Republican candidate/blogger/Fair Tax aficionado Bradley Rees posted recently on his belief that 5th District Congressman Tom Perriello is “breaking his oath," assumedly, though not explicitly stated, Perriello's oath to uphold the Constitution. Basically, according to Rees, Perriello broke his oath to his constituents, and they, mad as hell, should call Perriello. Included in his post is an email from Bill Hay, head honcho of the Charlottesville [tea partiers], which in turn quoted H.R. 450, legislation that would require “a concise and definite statement of the constitutional authority relied upon for the enactment of each portion” of every Act of Congress from now 'til Doomsday. Hay’s email then lists the enumerated powers of Congress that appear in Article I.
With a few glaring exceptions. While Hay/Rees list out the provisions for federal courts and post offices, they shockingly choose to forget the first and last clauses of Article I, Section 8:
“The Congress shall have power to lay and collect taxes, duties, imposts and excises, to pay the debts and provide for the common defense and general welfare of the United States;…

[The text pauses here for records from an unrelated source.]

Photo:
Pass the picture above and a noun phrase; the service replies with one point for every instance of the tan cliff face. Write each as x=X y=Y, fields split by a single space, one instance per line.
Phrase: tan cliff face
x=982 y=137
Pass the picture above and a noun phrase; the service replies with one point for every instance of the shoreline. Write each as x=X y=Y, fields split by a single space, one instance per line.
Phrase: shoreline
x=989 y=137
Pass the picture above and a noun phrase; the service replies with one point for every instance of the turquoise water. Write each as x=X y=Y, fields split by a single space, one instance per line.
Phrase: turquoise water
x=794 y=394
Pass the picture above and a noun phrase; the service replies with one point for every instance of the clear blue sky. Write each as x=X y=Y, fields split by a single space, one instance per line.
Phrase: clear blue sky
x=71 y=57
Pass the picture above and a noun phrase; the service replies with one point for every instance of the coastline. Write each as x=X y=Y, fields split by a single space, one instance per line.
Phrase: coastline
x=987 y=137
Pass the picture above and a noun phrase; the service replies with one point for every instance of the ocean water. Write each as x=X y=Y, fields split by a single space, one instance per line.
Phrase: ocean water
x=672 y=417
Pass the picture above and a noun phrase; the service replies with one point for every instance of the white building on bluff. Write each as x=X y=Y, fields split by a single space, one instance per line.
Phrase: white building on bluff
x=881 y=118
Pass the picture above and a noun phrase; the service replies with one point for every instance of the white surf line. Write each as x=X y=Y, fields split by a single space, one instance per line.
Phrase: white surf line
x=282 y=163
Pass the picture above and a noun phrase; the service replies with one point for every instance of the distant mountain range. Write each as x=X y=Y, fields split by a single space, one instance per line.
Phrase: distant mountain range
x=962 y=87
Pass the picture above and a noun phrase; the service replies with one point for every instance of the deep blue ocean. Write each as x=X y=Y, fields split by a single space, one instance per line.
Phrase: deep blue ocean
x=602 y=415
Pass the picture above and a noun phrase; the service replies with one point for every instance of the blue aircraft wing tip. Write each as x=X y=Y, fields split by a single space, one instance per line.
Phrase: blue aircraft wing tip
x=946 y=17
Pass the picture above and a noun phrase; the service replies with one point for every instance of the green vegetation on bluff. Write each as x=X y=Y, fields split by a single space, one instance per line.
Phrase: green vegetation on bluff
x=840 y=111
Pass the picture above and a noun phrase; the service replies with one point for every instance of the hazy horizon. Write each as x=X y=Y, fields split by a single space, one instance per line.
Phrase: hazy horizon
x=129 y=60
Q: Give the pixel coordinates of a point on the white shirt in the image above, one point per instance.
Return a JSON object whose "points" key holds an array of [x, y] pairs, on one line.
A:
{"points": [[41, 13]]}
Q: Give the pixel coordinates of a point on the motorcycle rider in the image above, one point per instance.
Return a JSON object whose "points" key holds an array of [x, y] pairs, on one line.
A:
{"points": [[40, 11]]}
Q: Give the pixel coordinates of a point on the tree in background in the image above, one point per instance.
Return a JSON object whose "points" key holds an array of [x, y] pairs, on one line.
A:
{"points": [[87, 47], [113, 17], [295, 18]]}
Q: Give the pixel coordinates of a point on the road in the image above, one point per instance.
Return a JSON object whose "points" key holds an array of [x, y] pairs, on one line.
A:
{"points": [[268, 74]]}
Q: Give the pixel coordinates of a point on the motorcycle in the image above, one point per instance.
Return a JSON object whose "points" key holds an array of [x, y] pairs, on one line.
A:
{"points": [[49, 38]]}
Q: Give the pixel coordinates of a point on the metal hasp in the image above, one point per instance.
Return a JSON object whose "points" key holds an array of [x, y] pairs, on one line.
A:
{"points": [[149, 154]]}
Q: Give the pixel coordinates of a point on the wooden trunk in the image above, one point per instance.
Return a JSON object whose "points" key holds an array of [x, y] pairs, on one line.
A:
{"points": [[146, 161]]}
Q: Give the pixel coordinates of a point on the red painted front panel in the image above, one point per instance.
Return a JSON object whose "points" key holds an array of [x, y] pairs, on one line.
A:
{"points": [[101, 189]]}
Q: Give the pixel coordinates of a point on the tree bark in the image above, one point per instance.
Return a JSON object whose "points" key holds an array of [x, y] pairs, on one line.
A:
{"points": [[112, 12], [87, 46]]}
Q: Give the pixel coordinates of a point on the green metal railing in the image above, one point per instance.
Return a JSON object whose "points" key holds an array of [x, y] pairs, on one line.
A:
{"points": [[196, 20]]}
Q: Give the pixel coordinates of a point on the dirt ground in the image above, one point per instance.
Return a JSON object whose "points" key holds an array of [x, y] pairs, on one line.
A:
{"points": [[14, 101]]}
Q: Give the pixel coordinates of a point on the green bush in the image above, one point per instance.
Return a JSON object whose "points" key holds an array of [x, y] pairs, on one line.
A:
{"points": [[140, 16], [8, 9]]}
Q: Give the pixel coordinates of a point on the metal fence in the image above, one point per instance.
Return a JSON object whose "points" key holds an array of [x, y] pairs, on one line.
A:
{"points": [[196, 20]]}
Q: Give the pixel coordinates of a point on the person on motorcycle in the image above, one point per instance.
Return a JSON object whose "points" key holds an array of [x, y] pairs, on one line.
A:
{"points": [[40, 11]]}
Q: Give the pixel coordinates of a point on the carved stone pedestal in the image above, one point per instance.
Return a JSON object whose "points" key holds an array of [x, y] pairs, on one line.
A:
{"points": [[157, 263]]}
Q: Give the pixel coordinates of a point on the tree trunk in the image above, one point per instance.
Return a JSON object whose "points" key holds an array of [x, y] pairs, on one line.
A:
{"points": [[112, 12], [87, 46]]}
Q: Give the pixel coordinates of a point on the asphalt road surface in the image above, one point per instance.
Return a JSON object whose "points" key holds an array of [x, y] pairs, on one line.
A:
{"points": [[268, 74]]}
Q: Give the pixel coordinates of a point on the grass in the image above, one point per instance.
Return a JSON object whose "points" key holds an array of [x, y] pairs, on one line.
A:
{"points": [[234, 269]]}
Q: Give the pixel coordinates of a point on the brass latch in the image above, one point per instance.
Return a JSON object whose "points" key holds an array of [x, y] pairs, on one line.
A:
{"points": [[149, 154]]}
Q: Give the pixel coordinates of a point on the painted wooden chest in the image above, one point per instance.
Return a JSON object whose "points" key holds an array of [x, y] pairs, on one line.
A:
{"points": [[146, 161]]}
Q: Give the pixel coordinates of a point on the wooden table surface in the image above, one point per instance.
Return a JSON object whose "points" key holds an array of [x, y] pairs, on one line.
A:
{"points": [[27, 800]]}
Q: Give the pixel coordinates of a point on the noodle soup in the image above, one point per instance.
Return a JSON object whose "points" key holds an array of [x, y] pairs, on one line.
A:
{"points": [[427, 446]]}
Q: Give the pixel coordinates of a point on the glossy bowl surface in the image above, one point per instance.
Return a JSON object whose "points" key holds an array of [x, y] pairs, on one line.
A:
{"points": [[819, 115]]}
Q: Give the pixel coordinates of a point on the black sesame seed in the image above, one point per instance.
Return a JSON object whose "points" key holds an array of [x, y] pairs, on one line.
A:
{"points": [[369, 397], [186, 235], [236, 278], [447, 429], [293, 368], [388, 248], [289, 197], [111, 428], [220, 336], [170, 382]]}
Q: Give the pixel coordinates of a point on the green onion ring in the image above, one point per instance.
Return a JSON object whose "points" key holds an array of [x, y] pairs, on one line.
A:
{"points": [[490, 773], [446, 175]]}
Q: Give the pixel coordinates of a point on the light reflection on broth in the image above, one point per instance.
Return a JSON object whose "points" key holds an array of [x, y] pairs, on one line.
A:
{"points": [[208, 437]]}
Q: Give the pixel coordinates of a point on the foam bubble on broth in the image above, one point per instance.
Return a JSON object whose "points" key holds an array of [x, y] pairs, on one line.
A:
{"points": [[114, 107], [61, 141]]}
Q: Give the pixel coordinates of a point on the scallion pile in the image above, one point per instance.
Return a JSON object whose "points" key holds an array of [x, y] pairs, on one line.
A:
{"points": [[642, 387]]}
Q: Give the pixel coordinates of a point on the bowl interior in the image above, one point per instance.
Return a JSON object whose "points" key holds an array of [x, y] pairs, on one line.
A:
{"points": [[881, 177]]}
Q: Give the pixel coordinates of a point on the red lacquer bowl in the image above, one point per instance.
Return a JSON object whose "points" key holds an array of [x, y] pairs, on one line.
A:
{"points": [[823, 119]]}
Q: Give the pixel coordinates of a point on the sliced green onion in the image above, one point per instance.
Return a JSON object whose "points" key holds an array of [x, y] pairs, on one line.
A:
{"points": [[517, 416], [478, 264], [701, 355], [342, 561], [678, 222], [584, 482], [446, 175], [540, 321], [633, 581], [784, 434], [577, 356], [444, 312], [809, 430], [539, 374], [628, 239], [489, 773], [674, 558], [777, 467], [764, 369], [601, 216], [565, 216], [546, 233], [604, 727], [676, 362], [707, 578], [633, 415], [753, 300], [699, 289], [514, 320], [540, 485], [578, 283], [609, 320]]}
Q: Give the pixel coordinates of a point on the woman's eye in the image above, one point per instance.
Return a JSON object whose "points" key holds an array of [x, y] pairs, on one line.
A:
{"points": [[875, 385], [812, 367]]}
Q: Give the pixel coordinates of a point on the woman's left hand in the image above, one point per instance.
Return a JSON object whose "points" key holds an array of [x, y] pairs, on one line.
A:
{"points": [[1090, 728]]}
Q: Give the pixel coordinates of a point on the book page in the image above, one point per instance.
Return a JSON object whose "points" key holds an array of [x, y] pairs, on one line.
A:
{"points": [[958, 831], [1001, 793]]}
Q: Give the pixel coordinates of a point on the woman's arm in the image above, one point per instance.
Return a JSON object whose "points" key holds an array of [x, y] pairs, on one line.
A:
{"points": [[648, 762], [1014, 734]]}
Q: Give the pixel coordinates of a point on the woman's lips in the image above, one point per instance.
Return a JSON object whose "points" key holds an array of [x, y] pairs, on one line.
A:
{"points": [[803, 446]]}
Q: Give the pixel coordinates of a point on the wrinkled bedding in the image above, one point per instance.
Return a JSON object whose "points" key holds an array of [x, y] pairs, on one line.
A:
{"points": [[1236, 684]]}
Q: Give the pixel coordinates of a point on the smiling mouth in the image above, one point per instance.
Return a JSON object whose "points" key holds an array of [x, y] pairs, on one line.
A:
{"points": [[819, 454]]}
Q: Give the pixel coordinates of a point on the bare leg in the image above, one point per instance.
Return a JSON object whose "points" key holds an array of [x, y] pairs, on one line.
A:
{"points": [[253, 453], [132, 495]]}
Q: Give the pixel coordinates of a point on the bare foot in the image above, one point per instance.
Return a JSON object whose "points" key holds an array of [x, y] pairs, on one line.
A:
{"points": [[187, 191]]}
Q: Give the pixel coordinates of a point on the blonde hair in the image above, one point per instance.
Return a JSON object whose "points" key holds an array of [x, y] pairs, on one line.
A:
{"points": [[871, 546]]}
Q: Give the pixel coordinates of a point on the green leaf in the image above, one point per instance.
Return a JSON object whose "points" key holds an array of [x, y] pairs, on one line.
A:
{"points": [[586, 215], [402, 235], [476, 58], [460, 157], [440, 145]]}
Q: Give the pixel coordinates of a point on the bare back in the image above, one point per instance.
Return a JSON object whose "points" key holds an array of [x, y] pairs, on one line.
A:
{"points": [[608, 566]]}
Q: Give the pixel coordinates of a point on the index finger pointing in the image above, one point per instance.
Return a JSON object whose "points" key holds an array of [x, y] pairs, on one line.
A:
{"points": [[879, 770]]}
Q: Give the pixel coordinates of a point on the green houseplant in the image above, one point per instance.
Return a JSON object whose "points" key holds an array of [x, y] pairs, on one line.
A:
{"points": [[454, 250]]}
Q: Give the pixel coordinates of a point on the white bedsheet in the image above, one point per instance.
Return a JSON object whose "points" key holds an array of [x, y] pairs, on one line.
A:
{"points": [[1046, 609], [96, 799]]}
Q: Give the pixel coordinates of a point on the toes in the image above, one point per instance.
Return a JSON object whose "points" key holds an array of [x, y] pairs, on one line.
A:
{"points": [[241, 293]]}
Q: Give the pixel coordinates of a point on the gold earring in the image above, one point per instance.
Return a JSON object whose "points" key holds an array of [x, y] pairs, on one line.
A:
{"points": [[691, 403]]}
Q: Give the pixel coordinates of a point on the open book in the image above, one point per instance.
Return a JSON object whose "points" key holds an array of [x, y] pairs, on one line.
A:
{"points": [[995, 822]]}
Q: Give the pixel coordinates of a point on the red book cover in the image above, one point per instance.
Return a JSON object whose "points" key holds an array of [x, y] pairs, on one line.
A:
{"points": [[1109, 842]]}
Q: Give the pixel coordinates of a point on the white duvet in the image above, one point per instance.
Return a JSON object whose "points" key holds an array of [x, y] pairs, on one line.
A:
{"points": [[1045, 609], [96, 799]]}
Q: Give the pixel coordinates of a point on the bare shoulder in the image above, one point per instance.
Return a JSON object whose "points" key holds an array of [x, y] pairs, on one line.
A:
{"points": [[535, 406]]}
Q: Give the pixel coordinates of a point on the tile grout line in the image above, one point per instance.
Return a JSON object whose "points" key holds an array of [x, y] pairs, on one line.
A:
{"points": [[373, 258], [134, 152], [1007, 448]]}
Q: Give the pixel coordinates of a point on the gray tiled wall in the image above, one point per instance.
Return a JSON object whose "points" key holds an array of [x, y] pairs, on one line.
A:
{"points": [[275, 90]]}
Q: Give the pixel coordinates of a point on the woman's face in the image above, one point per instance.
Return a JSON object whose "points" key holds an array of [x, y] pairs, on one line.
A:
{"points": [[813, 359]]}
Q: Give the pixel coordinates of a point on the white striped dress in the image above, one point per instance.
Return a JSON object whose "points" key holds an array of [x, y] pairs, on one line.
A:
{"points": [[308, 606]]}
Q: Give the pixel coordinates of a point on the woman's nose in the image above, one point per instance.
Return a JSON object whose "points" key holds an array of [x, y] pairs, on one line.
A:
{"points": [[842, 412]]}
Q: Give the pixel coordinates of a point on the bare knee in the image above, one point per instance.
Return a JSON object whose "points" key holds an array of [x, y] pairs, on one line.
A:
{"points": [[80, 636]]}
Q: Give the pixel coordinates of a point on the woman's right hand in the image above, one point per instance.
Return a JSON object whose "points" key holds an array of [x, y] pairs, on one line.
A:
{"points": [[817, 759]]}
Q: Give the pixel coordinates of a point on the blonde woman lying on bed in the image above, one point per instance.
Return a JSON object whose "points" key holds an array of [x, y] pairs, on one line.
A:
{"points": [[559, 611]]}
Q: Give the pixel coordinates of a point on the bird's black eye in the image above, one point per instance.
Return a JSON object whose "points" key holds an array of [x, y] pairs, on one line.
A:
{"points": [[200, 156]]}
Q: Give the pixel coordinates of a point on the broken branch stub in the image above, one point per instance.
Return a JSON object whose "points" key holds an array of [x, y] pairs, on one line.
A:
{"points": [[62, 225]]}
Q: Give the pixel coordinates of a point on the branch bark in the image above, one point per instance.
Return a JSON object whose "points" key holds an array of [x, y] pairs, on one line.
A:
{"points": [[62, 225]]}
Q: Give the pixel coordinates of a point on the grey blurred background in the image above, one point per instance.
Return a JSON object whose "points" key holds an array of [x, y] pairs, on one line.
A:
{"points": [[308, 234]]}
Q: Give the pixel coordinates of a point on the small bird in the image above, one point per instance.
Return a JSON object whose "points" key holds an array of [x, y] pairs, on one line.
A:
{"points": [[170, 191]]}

…[and] to make all laws which shall be necessary and proper for carrying into execution the foregoing powers, and all other powers vested by this Constitution in the government of the United States, or in any department or officer thereof.”
Selective constitutional memory is a dangerous thing. Rees brags on his blog of not being a lawyer; in fact it’s one of the four planks of his campaign platform. While his point about lawyers being overrepresented in the Congress, compared to their proportion of the general population, is well taken, it seems to me an absurd proposition that the makers of laws should not have some training in legal thought, legal practice, and most importantly legal writing. It’s easy to vilify the lawyers, but it isn’t intellectually honest to write them off completely.
The fact that the framers included the Necessary and Proper clause, giving the Congress the power to do what had to be done in order to “provide for the general welfare,” shows in the Constitution itself their understanding that a static document would not support a republic that was expanding its horizons, in geography, technology, and demography. But outside the Constitution, far more evidence exists of their belief in a living document. Take, for instance, my main man Thomas Jefferson (Wahoowa, Drew if you delete this part I will hurt you) [Go Hokies!]:
“A generation may bind itself as long as its majority continues in life; when that has disappeared, another majority is in place, holds all the rights and powers their predecessors once held and may change their laws and institutions to suit themselves. Nothing then is unchangeable but the inherent and unalienable rights of man.” (1824 letter to Jon Cartwright)Ol’ TeeJ and his compadres never meant for the Constitution to last much further than their own generation. They wrote in the specific problems of the day that most urgently needed to be handled by the new Congress, but put in the escape hatch for when those needs had been taken care of.
(Brief aside—There are a lot of so-called strict constructionists who seem very willing to chuck out the Constitution when it gets in the way of their immigration policies. The issue of “anchor babies,” children born in the United States but to illegal alien parents, is not an issue that can be fixed with an Act of Congress. First sentence of the 14th Amendment: “All persons born or naturalized in the United States, and subject to the jurisdiction thereof, are citizens of the United States and of the State wherein they reside.” You want to erase their citizenship, amend the Constitution. Good luck.)
I’m interested to see how Rees’s campaign develops. So far he’s been a single-issue candidate, just railing against federal spending and bureaucracy. I’m curious as to how his constitutional interpretational theory (quote what helps you, leave out what doesn’t) fares when tackling other issues, like job creation, infrastructure, and healthcare. He faces an uphill battle trying to claw into a race as the Republican nomination for Congress. If the only message he’s got for people to latch onto is the kind of bunk he’s backed so far, that hill becomes a mountain.